Ah, a chuva no Amambaí. Sempre chovendo nesses contos noir, né? Como se o céu das cidades desses contos policiais tivessem um contrato vitalício com o departamento de efeitos especiais para tornar tudo mais dramático. Eu, Elisa Becker – loira fatal, vestido vermelho colado no corpo como uma segunda pele molhada – estava ali, parada na porta do escritório daquele detetive, olhando para a placa enferrujada que dizia "Maximillian Sheldon – Investigador Particular". Relutante? Ah, você nem imagina. Meu coque frouxo já estava virando uma bagunça aquática, o batom borrado parecia ter sido aplicado por um pintor abstrato bêbado, e meus saltos afundavam na poça como se o chão quisesse me engolir. "Por que eu tô fazendo isso?", pensei, enquanto o vento uivava como um lobo solitário em filme B. Porque, claro, todo detetive noir precisa de uma cliente misteriosa para entrar na trama.
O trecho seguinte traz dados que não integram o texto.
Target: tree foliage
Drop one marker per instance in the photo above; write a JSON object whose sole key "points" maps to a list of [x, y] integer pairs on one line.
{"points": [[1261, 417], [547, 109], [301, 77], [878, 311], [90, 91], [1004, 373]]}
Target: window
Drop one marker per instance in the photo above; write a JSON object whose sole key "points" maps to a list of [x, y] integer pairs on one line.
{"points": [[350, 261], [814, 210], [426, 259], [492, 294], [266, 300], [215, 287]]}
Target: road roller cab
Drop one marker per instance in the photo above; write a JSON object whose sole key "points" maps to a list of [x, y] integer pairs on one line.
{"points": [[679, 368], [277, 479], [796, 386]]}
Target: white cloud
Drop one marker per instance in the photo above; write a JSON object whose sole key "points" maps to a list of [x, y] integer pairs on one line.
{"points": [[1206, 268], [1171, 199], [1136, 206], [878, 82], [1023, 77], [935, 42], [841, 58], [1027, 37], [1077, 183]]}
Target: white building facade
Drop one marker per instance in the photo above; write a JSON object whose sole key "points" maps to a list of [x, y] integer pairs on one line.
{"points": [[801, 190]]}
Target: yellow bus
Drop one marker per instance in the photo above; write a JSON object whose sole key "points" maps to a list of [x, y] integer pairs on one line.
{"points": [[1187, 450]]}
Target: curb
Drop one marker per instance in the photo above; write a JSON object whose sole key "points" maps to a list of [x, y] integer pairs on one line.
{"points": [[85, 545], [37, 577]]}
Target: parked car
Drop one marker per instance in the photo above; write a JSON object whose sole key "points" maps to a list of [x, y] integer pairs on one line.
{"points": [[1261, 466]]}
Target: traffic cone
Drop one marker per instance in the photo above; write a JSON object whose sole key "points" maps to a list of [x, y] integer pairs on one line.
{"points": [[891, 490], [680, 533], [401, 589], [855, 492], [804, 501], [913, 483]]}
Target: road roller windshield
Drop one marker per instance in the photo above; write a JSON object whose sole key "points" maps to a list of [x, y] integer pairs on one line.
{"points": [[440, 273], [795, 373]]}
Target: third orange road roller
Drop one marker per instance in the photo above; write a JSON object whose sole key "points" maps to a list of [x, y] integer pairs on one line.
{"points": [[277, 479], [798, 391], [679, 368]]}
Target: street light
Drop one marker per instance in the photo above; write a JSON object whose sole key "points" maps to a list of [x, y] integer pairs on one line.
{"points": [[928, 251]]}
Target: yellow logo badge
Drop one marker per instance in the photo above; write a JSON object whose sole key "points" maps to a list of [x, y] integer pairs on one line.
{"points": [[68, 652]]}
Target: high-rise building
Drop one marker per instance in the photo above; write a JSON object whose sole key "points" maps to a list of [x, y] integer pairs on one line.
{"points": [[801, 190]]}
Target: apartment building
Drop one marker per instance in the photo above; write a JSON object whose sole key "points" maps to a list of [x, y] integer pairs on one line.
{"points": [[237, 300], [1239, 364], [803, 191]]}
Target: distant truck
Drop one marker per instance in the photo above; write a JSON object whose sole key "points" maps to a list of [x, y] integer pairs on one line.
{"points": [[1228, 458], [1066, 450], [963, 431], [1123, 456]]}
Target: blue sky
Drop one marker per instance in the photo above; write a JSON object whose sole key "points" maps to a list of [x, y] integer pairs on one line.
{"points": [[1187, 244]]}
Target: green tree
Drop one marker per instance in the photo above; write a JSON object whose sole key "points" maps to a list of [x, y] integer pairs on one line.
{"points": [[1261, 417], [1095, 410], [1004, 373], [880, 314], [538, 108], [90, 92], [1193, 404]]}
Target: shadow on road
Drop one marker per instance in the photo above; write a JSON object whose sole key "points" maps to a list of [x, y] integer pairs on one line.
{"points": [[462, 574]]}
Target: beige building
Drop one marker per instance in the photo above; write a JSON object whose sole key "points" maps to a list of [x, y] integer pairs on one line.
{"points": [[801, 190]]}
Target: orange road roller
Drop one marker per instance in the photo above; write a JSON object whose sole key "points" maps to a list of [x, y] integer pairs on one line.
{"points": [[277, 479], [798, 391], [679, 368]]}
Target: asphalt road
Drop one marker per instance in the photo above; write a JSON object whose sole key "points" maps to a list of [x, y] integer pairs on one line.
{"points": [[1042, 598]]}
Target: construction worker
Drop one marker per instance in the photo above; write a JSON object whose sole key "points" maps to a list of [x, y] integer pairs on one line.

Clichê número um: check.
Empurrei a porta com o ombro, porque, vamos combinar né, bater seria muito civilizado para o gênero. O escritório era o de sempre: mesa bagunçada, pés em cima dela, um copo de cachaça que cheirava a arrependimento matinal. Ele – Maximillian Sheldon, o cara com nome de vilão de quadrinhos – nem se mexeu. Olhos fixos em mim, como se eu fosse o próximo caso a ser arquivado.
— "Seu nome?", ele perguntou, com aquela voz rouca de quem fuma dois maços por dia e lê Dashiell Hammett no café da manhã.
— "Elisa. Elisa Becker. E eu... preciso de ajuda com um homem."
Ah, que originalidade, Elisa. Sempre um homem, né? Sentei, cruzei as pernas – porque toda femme fatale faz isso para adicionar tensão sexual ao ar enfumaçado – e entreguei o maço de fotos. Todas dele mesmo, Maximillian Sheldon, posando com seu terno riscado, olhar arrogante, como se fosse o rei do noir.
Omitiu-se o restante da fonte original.